Yang ia mau adalah dentang lonceng dan paduan suara gereja mengumandangkan kidung Natal yang menentramkan. Tapi kini, tidak ada satu jiwapun yang berjaga pada ambang pintu maupun menjaga eksistensinya.

Yang ia mau adalah pemuda itu. Untuk duduk bersamanya melewati waktu. Tapi kini ia duduk sendiri dalam kesunyian yang menggantung.

Tahun inilah.

Arthur merasa sedikit letih, ia meletakkan lilin yang semula ia pegang ke atas meja kayu disampingnya. Kemudian mengistirahatkan tangannya. Kelopak matanya terasa amat berat, terpaku pada perapian yang mulai penat.

Perlahan, ia memejamkan matanya. Sehingga hanya gelap yang dapat dilihatnya. Membiarkan pikirannya terlarut dalam nostalgi dan memori-memori ketika bersamanya.

.

Karena, disitulah ia dapat menyaksikan Natal.

Natal yang diinginkannya.

.

Api lilin yang tadi dipegangnya mulai pudar.

Dan api lilin itu padam seketika.

Menyisakan gelap total dengan sosok dirinya yang tenggelam dalam gulita.

Berbarengan dengan senyuman yang terukir di wajahnya.

.

Inilah Natal, Natal yang diinginkannya.

Namun semua itu hanyalah ilusi semu. Muslihat sebuah bayang penyesat. Maya bagai cermin yang menipu.


.

Dan suatu saat, pemuda itu kembali padanya. Diam berangsur menghampiri sosoknya yang semula tengah dalam penantian.

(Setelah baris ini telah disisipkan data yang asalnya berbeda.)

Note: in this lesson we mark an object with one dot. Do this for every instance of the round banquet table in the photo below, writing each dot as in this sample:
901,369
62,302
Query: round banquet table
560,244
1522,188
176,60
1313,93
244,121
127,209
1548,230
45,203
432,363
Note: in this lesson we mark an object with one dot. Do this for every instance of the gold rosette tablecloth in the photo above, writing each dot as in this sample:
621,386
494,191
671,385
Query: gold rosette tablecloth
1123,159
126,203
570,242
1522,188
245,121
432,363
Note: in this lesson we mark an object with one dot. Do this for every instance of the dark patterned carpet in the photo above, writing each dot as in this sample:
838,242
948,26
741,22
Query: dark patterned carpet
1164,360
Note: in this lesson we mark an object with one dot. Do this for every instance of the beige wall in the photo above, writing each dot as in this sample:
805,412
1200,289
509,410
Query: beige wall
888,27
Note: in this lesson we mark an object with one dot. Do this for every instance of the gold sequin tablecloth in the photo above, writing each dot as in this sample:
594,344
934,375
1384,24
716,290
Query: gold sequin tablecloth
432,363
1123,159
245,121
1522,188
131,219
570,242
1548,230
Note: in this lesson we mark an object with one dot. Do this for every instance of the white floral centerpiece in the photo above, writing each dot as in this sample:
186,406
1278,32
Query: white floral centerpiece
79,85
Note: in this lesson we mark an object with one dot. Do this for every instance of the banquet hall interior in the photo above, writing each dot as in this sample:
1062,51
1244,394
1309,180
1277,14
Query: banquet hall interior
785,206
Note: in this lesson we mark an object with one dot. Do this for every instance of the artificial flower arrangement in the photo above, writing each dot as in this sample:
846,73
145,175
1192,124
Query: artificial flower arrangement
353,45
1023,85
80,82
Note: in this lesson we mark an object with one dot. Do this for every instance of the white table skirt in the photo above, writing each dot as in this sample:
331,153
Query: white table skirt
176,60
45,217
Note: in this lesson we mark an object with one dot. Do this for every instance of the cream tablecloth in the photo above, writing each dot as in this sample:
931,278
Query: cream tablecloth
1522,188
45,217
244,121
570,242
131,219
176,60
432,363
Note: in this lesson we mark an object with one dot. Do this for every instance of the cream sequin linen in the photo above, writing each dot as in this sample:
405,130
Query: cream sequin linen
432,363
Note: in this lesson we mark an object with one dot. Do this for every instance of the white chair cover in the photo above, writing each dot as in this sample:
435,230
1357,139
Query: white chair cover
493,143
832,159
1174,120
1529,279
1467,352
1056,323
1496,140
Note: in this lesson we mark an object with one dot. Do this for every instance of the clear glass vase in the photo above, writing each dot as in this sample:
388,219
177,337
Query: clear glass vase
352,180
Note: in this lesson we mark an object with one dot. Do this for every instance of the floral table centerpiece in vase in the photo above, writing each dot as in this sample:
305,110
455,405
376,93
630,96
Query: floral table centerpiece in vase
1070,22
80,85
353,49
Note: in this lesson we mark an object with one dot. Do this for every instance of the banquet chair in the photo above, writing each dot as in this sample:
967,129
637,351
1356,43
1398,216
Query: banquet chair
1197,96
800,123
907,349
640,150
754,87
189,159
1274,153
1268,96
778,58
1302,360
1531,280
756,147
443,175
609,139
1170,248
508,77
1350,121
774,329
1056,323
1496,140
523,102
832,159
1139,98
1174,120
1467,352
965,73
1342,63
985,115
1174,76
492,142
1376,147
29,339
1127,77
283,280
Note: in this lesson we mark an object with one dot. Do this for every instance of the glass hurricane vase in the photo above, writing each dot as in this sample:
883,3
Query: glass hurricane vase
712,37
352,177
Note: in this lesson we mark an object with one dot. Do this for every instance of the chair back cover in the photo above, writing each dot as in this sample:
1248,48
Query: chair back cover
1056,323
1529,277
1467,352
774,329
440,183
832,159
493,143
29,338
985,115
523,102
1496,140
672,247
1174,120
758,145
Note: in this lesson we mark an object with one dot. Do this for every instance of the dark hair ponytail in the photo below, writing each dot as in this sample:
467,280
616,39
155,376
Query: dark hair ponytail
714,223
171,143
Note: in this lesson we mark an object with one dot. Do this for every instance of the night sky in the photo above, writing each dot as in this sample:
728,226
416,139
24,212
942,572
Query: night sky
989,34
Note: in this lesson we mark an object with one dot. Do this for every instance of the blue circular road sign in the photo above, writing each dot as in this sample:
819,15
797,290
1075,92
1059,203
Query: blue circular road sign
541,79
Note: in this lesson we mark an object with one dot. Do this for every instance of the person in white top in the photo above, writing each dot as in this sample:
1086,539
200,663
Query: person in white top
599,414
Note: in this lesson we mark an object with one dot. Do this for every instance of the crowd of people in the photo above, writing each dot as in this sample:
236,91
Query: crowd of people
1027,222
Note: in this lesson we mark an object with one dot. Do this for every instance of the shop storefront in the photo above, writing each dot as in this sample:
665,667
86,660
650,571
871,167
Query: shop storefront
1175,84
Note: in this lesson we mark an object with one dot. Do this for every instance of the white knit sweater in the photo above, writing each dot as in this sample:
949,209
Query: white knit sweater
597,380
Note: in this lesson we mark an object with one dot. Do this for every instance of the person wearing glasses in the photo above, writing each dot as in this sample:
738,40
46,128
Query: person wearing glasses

Lalu pemuda itu meraih tangannya yang dingin dalam genggaman hangat telapak tangannya. Akan tetapi tangan itu tetap senantiasa beku dalam dingin.

Kemudian bibir pemuda itu bergetar, bergerak untuk berucap kata kepadanya. Dengan tetes air mata yang menitik turun membasahi wajahnya.

Memejamkan matanya sejenak, serupa dengan mata hijaunya yang terpejam.

Lirih ia desiskan,

.

'Selamat Natal untukmu, Arthur.'

.


.

.

Notes: Haa selesai juga… Aaaa maaf banget, ini fic Natal tapi baru saya post *sembah sujud*. Papa saya lagi operasi di RS pas deket2 Natal, jadi saya bikin draft + ngetik pas di ruang tunggu. Bahkan tgl 25 saya ga pergi gereja ;3; #pundung #abaikan.

Oh disini ceritanya Arthur lagi nunggu seseorang pas natal. Sedangkan kotanya udah kosong melompong. Dan 'seseorang' itu terserah imajinasi readers, saya beri kebebasan buat menentukan sendiri, siapa yang lagi ditunggu sama Arthur itu~ #digaplok.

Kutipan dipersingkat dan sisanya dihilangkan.